You can also start making changes to your diet as well.  When I say the word “diet” I’m simply referring to the foods you eat and not some specific plan you see on late night TV. Make small changes at first like cutting out snacks between meals or eating smaller portions. If you eat out regularly for lunch try bringing healthy meals from home instead.  You wallet and your waistline will thank you.  Cut out all the processed junk food and replace it with wholesome foods like chicken breast, fish, Turkey, eggs/egg whites, fruits, veggies, low fat dairy and whole grains.  The key is to make small gradual changes over time and not all at once.  Weight loss, done right, is a marathon not a sprint.  

Weights vs Cardio

If weight loss is your goal, why am I suggesting weight lifting?  Great question! 

 I’ll let you in on a little secret that’ll change the way you look at weightlifting.  The more lean mass, aka muscle, you have the higher your metabolism will run.  So whether you want to look like Arnold in the golden era or you just want to burn some fat and fit in those skinny jeans again, your primary aim should be to build lean muscle. Cardio absolutely has its place in your fat burning arsenal but it’s not your primary weapon.  Building a good solid foundation of lean muscle will make burning body fat that much easier for you.  This is why I stress prioritizing building muscle through resistance training for fat loss. And ladies, you won’t look bulky from lifting weights.  It takes years, great genetics, and copious amounts of PEDs for anyone to build muscle like a bodybuilder.  

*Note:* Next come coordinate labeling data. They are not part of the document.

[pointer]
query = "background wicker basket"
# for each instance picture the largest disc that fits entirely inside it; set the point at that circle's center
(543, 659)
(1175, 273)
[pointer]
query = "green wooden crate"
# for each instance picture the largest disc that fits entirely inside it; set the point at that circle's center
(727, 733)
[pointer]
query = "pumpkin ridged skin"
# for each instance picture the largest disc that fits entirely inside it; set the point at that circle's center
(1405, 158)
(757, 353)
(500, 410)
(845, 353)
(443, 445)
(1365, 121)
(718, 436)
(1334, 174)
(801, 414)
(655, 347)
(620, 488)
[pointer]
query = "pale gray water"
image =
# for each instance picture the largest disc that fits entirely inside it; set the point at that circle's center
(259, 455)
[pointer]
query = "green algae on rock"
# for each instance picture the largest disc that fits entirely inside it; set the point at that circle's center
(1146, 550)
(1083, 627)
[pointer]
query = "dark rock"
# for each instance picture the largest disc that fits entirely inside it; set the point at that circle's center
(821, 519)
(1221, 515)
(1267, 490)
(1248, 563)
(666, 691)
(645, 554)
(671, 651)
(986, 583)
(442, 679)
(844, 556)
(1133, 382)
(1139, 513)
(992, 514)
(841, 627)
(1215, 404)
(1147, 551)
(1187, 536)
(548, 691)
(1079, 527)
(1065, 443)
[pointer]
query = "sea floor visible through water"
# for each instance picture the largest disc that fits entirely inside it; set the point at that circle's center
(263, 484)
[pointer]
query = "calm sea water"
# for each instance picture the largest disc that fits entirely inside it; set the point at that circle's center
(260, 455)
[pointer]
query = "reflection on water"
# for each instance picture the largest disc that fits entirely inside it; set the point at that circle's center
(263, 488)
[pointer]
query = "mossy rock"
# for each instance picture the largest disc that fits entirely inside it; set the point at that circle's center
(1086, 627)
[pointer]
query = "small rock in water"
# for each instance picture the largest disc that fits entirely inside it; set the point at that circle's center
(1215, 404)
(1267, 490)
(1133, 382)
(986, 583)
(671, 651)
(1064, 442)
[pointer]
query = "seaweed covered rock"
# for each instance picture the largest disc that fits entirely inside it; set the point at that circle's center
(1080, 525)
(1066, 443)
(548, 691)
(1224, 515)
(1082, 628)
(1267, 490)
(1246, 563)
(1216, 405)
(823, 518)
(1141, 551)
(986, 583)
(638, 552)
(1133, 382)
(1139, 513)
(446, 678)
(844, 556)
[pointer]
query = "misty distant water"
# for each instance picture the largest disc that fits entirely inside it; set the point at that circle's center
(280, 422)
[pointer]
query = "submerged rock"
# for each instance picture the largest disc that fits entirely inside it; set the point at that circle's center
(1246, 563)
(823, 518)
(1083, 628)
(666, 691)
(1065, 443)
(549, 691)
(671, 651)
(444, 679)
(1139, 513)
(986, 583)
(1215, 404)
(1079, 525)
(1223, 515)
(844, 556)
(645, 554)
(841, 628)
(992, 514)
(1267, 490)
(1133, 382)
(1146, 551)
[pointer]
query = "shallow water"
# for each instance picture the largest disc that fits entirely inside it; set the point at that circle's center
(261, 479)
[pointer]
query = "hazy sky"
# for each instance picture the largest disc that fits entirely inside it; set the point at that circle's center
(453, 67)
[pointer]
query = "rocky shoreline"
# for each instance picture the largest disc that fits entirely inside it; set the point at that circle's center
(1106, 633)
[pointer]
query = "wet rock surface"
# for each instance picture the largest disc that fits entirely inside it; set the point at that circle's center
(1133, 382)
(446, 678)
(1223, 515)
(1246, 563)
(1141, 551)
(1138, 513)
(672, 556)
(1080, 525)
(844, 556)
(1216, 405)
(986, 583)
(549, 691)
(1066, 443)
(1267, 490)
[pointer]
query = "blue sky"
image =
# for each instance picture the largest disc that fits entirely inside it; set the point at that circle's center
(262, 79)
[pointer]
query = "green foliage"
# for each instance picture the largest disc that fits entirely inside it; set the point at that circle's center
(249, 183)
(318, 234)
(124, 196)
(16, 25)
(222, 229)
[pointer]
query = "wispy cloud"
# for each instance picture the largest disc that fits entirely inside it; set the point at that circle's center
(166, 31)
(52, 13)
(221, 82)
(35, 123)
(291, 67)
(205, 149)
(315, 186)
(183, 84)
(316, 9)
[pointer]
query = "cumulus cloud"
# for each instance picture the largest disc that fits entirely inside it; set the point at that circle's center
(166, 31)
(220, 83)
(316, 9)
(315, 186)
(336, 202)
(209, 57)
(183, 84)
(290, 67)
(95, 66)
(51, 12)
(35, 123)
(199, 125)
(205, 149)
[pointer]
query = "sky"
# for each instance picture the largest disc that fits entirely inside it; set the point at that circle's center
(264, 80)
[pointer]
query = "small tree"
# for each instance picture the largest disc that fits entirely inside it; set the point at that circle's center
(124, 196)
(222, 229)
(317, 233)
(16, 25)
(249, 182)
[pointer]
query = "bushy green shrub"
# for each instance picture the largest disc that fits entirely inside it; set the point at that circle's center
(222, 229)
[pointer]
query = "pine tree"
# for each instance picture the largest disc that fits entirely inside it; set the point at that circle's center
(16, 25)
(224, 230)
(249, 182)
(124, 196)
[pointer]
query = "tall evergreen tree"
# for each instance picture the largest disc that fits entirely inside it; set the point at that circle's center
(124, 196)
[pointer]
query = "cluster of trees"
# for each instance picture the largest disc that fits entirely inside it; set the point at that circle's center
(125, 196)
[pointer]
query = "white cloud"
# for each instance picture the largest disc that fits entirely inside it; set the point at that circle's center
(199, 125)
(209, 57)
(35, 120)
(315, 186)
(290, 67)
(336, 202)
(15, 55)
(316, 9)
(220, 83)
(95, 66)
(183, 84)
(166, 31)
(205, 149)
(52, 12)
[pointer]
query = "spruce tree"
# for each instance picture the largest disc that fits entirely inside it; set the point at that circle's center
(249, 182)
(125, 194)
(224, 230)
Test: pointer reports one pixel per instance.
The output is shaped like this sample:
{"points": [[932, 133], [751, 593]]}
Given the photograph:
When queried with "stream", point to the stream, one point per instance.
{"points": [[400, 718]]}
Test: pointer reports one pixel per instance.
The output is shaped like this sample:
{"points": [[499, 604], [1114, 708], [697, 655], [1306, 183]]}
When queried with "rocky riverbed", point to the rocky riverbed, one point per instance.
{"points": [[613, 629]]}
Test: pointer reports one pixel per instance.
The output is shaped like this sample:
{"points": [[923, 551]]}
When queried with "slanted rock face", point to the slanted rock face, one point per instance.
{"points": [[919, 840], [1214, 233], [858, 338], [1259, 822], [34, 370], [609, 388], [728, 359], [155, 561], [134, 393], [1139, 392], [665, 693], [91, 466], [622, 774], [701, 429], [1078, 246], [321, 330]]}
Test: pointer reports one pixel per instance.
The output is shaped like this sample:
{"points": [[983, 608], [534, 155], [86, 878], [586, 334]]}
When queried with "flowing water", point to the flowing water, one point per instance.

Cardio on its own isn’t an effective long term solution for burning fat. Long rounds of steady state cardio, think 60 minutes of walking/jogging on a treadmill, can actually lead to weight gain!  You read that correctly, cardio can make you fat.  This is because long bouts of cardio raise your cortisol levels.  Chronically high levels of cortisol lead to increased fat stores, reduced muscle mass and lowered T3 levels.  T3 is the primary hormone that’s responsible for your metabolism.  Low levels of T3 cause a lower metabolism.  Couple that with high cortisol levels and reduced muscle mass and your body begins storing fat. Talk about counterproductive.


I’ve seen so many people come and go over the years   They show up with this burning desire to loss weight.  Their determination is so contagious you can’t help but be motivated yourself. Sadly that fire inside of them is more like a flash in the pan, but it doesn’t have to be.  

Remember to take your time and build a solid foundation.  Slow progress is better than no progress.  Prioritize resistance training over cardio.  Building lean muscle will turn up your metabolism making it easier to burn fat.  Don’t go to extremes with slashing calories.  An overly restrictive diet will have you feeling burnt-out and depleted.  Cardio absolutely has its place so be sure to incorporate it into your routine just don’t use it as your only option for weight loss.  

Mix it up. Try new workouts and different forms of cardio.  Most importantly, have fun!  If you’re not enjoying yourself you won’t stick with it long term.